According to the researchers, having a hobby was linked to subsequent decreases in depressive symptoms and increases in happiness and life satisfaction suggesting that there could be a causal effect. However, the observational nature of this study could not prove causality. The study also found that the benefits of having a hobby were relatively universal, with only small differences between the countries.
“Our study shows the potential of hobbies to protect older people from age-related decline in mental health and well-being. This potential is consistent across many countries and cultural settings,” said Lead author Dr. Karen Mak (UCL Institute of Epidemiology & Health Care). “Of the four outcomes, life satisfaction was most strongly linked to hobby engagement. Hobbies may contribute to life satisfaction in our later years through many mechanisms, including feeling in control of our minds and bodies, finding a purpose in life, and feeling competent in tackling daily issues.”
“Theoretical work suggests the relationship between hobbies and wellbeing may cut both ways – that people with better mental health may be more likely to take up a hobby, and persisting with a hobby may help us to retain improved life satisfaction,” said Mak. “Our research also supports policymakers in promoting access to hobbies among older people as a way to enhance their well-being and health.”
The proportion of people saying that they had a hobby varied between countries, with 96% of those in Denmark saying that they have a hobby, 95.8% of those in Sweden having hobbies, and 94.4% of those in Switzerland like hobbies, compared to 51% of those in Spain reporting that they have hobbies, and China having the lowest level of hobby engagement with 37.6% reporting that they have hobbies. But those in China were only asked about social hobbies, not hobbies in general. Additionally, more people reported having hobbies in countries with better life expectancies and national happiness levels, and the link between well-being and having a hobby was found to be stronger in those countries.

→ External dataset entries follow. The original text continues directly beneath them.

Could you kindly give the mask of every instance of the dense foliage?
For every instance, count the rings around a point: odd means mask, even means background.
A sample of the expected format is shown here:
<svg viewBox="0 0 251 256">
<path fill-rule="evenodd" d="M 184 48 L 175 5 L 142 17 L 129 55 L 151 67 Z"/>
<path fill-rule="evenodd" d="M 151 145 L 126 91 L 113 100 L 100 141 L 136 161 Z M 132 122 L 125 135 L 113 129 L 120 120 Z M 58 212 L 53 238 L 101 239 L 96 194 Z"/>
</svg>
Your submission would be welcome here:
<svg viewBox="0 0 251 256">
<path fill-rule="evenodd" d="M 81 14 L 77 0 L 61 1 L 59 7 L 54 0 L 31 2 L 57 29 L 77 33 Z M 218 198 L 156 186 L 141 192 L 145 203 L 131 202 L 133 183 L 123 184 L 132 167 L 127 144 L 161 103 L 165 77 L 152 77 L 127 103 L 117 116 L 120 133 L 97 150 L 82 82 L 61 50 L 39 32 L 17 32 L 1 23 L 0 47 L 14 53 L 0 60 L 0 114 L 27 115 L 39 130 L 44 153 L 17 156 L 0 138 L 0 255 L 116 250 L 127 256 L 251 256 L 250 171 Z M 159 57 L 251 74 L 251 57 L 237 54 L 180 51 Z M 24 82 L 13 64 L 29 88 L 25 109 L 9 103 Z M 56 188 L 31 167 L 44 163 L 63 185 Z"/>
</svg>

The five longitudinal studies were: the English Longitudinal Study of Ageing (ELSA), the Japan Gerontological Evaluation Study (JAGES), the US Health and Retirement Study (HRS), the Survey of Health, Ageing and Retirement in Europe (SHARE), and the China Health and Retirement Longitudinal Study (CHARLS). In ELSA, JAGES, and HRS, participants were asked about hobbies, and the word was not defined; in SHARE and CHARLS, participants were asked if they engaged in a specific list of hobbies.
As with anything you read on the internet, this article should not be construed as medical advice; please talk to your doctor or primary care provider before changing your wellness routine. This article is not intended to provide a medical diagnosis, recommendation, treatment, or endorsement.